Ketua Umum IKPI, Vaudy Starworld, menyampaikan hal tersebut dalam Rapat Dengar Pendapat Umum (RDPU) bersama DPR RI di Gedung Nusantara II, Jakarta, Rabu (1/4/2026). Forum tersebut membahas strategi menghadapi tekanan penerimaan pajak dalam APBN 2026–2027.
“Bicara shortfall tidak cukup hanya membahas bagaimana menutup kekurangan tahun berjalan. Harus dibarengi reformasi ekosistem perpajakan secara menyeluruh,” ujar Vaudy. Dalam kesempatan itu, turut hadir jajaran IKPI seperti Ketua Departemen PPKF Pino Siddharta dan Direktur Eksekutif Asih Ariyanto.
Vaudy menilai reformasi perpajakan membutuhkan penataan regulasi yang berdampak langsung terhadap penerimaan negara. Salah satu langkah strategis yang disorot adalah pembentukan Badan Penerimaan Negara, sebagaimana tercantum dalam Peraturan Presiden Nomor 12 Tahun 2025 tentang RPJMN 2025–2029.
Menurutnya, lembaga tersebut penting untuk mengintegrasikan fungsi pengumpulan penerimaan negara yang saat ini masih tersebar di berbagai instansi. “Fragmentasi kelembagaan membuat optimalisasi penerimaan belum maksimal,” ujarnya.
IKPI juga menyoroti pentingnya Undang-Undang Perubahan Nilai Rupiah atau redenominasi. Kebijakan ini dinilai mampu menyederhanakan nominal rupiah sekaligus mendorong modernisasi sistem pembayaran. “Ketika transaksi tercatat, maka basis pajak akan ikut terbentuk secara otomatis,” kata Vaudy.

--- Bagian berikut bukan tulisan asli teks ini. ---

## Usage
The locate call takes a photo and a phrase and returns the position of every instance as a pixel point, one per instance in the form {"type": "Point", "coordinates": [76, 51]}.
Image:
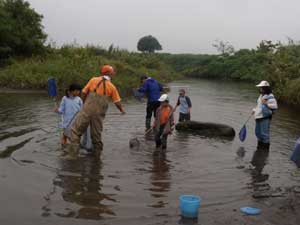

Selain itu, ia menekankan urgensi Undang-Undang Pembatasan Transaksi Uang Kartal untuk menekan praktik ekonomi gelap (shadow economy), termasuk korupsi dan pencucian uang. Vaudy mengungkapkan potensi besar dari aktivitas shadow economy yang belum sepenuhnya masuk dalam sistem perpajakan. Hal ini menjadi salah satu penyebab tax gap yang signifikan.
“Shadow economy ini harus ditarik masuk ke sistem. Kalau tidak, kita akan terus kehilangan potensi penerimaan,” tegasnya. IKPI juga mendorong percepatan pembahasan Undang-Undang Satu Data guna memperkuat integrasi data nasional, termasuk data ekonomi dan perpajakan.
Dalam era keterbukaan data, Vaudy menilai perlu adanya Undang-Undang Pengampunan Pajak untuk memberikan ruang transisi bagi wajib pajak. “Dengan data yang semakin terbuka, perlu ada mekanisme transisi agar wajib pajak bisa masuk ke sistem tanpa tekanan berlebihan,” ujarnya.
Selain itu, ia menekankan pentingnya regulasi bagi intermediaries, termasuk konsultan pajak, agar perannya semakin profesional dan terintegrasi dalam sistem. “Perlu ada payung hukum yang jelas agar peran konsultan pajak semakin profesional dan terintegrasi dalam ekosistem perpajakan,” katanya.
Vaudy menegaskan, reformasi perpajakan harus dilakukan secara simultan dan terstruktur agar peningkatan penerimaan negara tidak bersifat sementara. “Kalau hanya fokus menutup shortfall, kita akan terus mengulang masalah yang sama setiap tahun. Yang dibutuhkan adalah reformasi menyeluruh,” pungkasnya.